Hello Brooklyn! I’ve had an absolutely wonderful time in the U.K. the past few weeks. I learned a boat-load of stuff at school, made some fantastic friends, and had some great fun. I’m going to miss this place.
I was insanely busy most of the time with my course, but I managed to squeeze in a few random training nights at the Westway Climbing Center. In addition to that, there’s nothing like exploring a city’s architecture with your bare hands i.e. buildering.
But now that my summer course is done, it was time to hit the rocks. One of my sponsors, Wild Country, invited me to come up to Sheffield and join them in helping film some material for an upcoming film. Even though I thought I was managing to stay in good shape during school, I was rudely slapped in the face by reality the past few days. Knowing that I haven’t plugged any gear in rock the past month, I expected to be a little off my game, but not way off.

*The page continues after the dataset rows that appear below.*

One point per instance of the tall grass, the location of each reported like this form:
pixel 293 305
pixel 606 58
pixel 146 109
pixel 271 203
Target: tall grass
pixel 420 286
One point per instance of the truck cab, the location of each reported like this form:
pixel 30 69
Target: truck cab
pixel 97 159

Most of the filming was being done in rather obscure locations around the Peak District, but I was able to sample a few area classics (and get shutdown). In honest, I was fairly unimpressed with the gritstone rock at first glance. They are all mostly short climbs and look like they should all be done with crashpads. But then once your on the rock, the walls seemingly stretch above you and getting to the lip of any climb always becomes a much bigger challenge than anticipated. One climb in particular that gave me a good spanking is the ultra-uber-classic Ray’s Roof E6 at the Baldstones. It’san offwidth roof crack that climbs like a boulder problem. Two legendary brit crack-fiends (Pete Whittaker and Tom Randall) soloed the line [casually] so I tried to dispatch it sans rope as well; let’s just say that I ended up flailing with a rope on shortly after trying to boulder it.
The grit is really unique and fun once you realise how it works. I don’t think I made it quite to the point where I really enjoyed it myself, but I think I would after having some success on some more routes. What made my first grit experience the most unpleasant was the awful midges and sporadic weather, but hey, it is middle of summer and the temperatures were actually nice (60s) so I shouldn’t be complaining.

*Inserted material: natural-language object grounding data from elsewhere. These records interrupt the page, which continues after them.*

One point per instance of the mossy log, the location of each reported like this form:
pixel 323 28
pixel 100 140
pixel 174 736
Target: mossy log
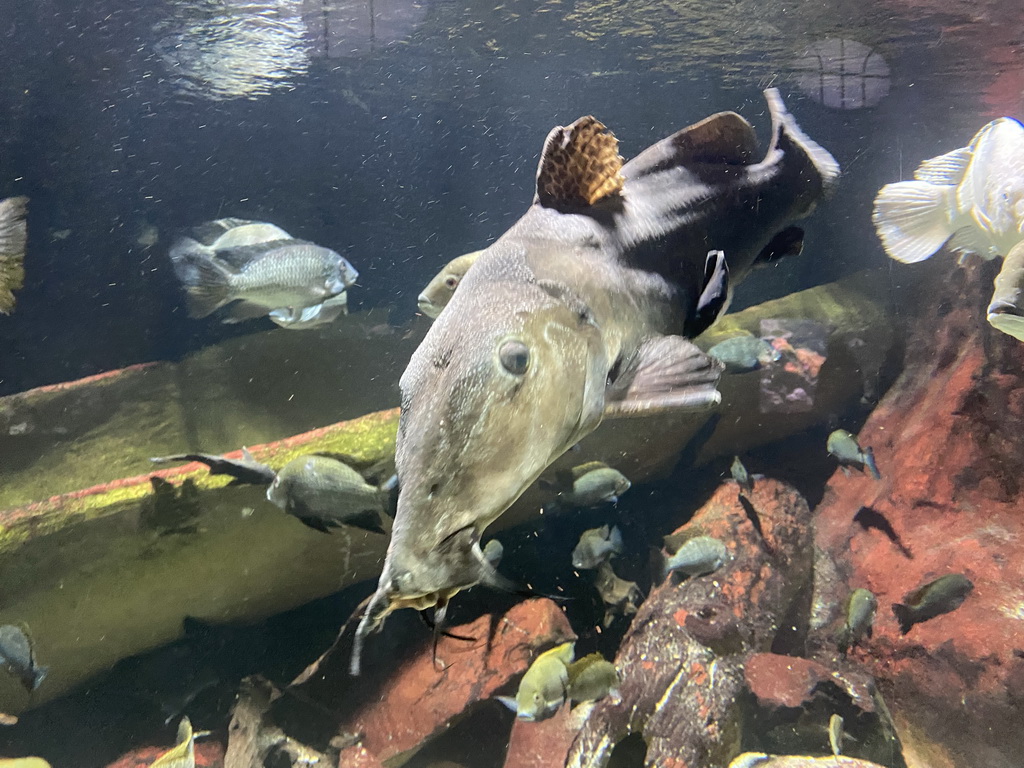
pixel 104 572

My friend Kevin from Connecticut has just joined me in London and will travel with me for a majority of my travels. Kevin is basically my right-hand man. There’s few people I really trust when it comes to belaying me (something I take very seriously), and he’s kept me off the deck numerous times in dicey situations. We have self-proclaimed ourselves as the two laziest climber’s at the Gunks, but I think we manage to feed off each other’s motivation when push comes to shove. Either way, it’s always good climbing with him.
Although I’m not satisfied at all with my current climbing performance, it’s serving as a strong reminder that I can’t slack off. Right now I’m on the train back to London for a few more days of enjoying the city before I head-off towards Frankenjura, Germany. I have some big aspirations and I’m still keeping them, but I think I have now reassessed my fitness level and will have to focus on training a bit more before trying to crank out the hard grade climbs I want to do. We’ll see how it goes in the coming days, but it’s going to get serious from here on (well after I leave London).
My absolute deepest sympathies and condolences go to Norway and all of those affected.